COVID-19 makes the bell curve a buzzword
The COVID-19 pandemic has made all of us aware of the power of data driven story telling. Every electronic, digital, or print media carried the bars, charts and curves which showed the surging waves of the virus. “Flattening the curve” became a buzzword that every individual understood. Creating data journalism about COVID-19 transformed reporting. For one thing, the public aren’t thinking of the statistics as dry and abstract: they now understand how critical they are. People are learning about methodologies and bell curves and logarithmic scales because they’re no longer inclined to look away from the screen when they see those words. That means there are also huge opportunities to learn and for people to change their (usually negative!) relationship with numbers.
Big Data journalism has become a powerful weapon in the arsenal of journalists to report on stories about the most dangerous places on earth, without risking their lives. The raw story is architected from available data, analysed to identify patterns and anomalies.
The future of journalism?
At the beginning of 2016, a small group of journalists decided to investigate the journey of a chocolate bar, banana, and cup of coffee from the original plantations to their desks. Their investigation was prompted by reports that all of these products were produced in poor countries and mostly consumed in rich countries.
Starting from that data they decided to ask some questions: What are the labour conditions on these plantations like? Is there a concentration of land ownership by a small group? What kinds of environmental damage do these products cause in these countries? So El Diario and El Faro (two digital and independent media outlets in Spain and El Salvador) joined forces to investigate the dark side of the agroindustry business model in developing countries.

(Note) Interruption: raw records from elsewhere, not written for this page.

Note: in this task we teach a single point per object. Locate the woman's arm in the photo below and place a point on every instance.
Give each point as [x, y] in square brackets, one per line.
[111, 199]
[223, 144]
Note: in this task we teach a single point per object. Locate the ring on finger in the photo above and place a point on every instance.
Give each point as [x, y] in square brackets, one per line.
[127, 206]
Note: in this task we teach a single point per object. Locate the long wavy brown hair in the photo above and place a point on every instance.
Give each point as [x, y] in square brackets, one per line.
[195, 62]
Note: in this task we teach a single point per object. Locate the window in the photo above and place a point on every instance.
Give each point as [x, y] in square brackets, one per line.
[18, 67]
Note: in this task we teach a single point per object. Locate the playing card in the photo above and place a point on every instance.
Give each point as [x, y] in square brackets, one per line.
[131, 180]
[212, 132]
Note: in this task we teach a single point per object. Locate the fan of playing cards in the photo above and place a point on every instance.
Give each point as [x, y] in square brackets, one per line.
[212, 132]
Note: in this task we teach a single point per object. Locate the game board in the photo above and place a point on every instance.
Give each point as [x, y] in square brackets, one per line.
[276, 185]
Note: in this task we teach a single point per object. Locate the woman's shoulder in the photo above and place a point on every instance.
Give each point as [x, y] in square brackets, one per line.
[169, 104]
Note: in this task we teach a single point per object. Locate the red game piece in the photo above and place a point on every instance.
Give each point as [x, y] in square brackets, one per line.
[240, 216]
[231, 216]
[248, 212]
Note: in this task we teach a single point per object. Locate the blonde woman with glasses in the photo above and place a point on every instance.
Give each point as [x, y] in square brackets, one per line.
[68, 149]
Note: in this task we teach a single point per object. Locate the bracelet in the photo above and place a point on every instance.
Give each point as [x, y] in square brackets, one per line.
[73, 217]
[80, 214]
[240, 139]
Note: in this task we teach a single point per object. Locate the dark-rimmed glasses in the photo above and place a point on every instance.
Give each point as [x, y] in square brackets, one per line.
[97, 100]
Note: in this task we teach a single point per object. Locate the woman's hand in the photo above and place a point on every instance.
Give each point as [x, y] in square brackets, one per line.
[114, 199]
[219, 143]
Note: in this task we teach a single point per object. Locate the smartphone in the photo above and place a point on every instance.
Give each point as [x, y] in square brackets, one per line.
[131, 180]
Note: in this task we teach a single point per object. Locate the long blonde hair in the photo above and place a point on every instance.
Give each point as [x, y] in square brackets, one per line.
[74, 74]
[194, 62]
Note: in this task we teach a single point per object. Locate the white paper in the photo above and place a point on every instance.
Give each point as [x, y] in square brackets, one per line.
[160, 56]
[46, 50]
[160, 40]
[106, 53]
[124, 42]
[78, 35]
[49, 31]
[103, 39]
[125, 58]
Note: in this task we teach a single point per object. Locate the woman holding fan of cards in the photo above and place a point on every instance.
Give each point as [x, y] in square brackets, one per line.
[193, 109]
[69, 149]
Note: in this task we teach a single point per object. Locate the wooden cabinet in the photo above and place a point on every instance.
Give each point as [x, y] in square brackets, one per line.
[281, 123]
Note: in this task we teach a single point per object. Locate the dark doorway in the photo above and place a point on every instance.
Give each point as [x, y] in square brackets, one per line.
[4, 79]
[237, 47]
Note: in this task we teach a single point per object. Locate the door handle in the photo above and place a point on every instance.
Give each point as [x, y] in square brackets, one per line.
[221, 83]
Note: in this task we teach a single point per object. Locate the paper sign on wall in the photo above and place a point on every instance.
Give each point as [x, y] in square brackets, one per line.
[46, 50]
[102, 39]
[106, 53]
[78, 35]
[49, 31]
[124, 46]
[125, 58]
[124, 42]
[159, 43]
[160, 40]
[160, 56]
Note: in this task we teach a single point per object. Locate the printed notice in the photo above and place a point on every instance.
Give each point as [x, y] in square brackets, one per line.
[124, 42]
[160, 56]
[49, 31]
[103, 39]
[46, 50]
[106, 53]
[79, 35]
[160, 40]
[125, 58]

Image: Worldwide imports and exports of coffee in 2014. Courtesy:datajournalism.com
The resulting “Enslaved Land” project was a one-year cross-border and data-driven investigation that came with a subheading that gets straight to the point: “This is how poor countries are used to feed rich countries”. In fact, colonialism is the main issue of this project. As journalists, they didn’t want to tell the story of the poor indigenous people without examining a more systemic picture. They wanted to explain how landed property, corruption, organized crime, local conflicts and supply chains of certain products, were still part of a colonial system.
The project investigated five crops consumed widely in Europe and the US: sugar, coffee, cocoa, banana and palm oil in Guatemala, Colombia, Ivory Coast and Honduras. As a data driven investigation, they used the data to get from pattern to story. The choice of crops and countries was made based on a previous data analysis of 68 million records of United Nations World Trade.
The Future of Journalism will be shaped by Big Data Analytics; this is the only way to bridge the trust deficit that media has with its consumers. As Lee Baker famously said: “Data doesn’t lie. People do. If your data is biased, it is because it has been sampled incorrectly or you asked the wrong question (whether deliberately or otherwise).”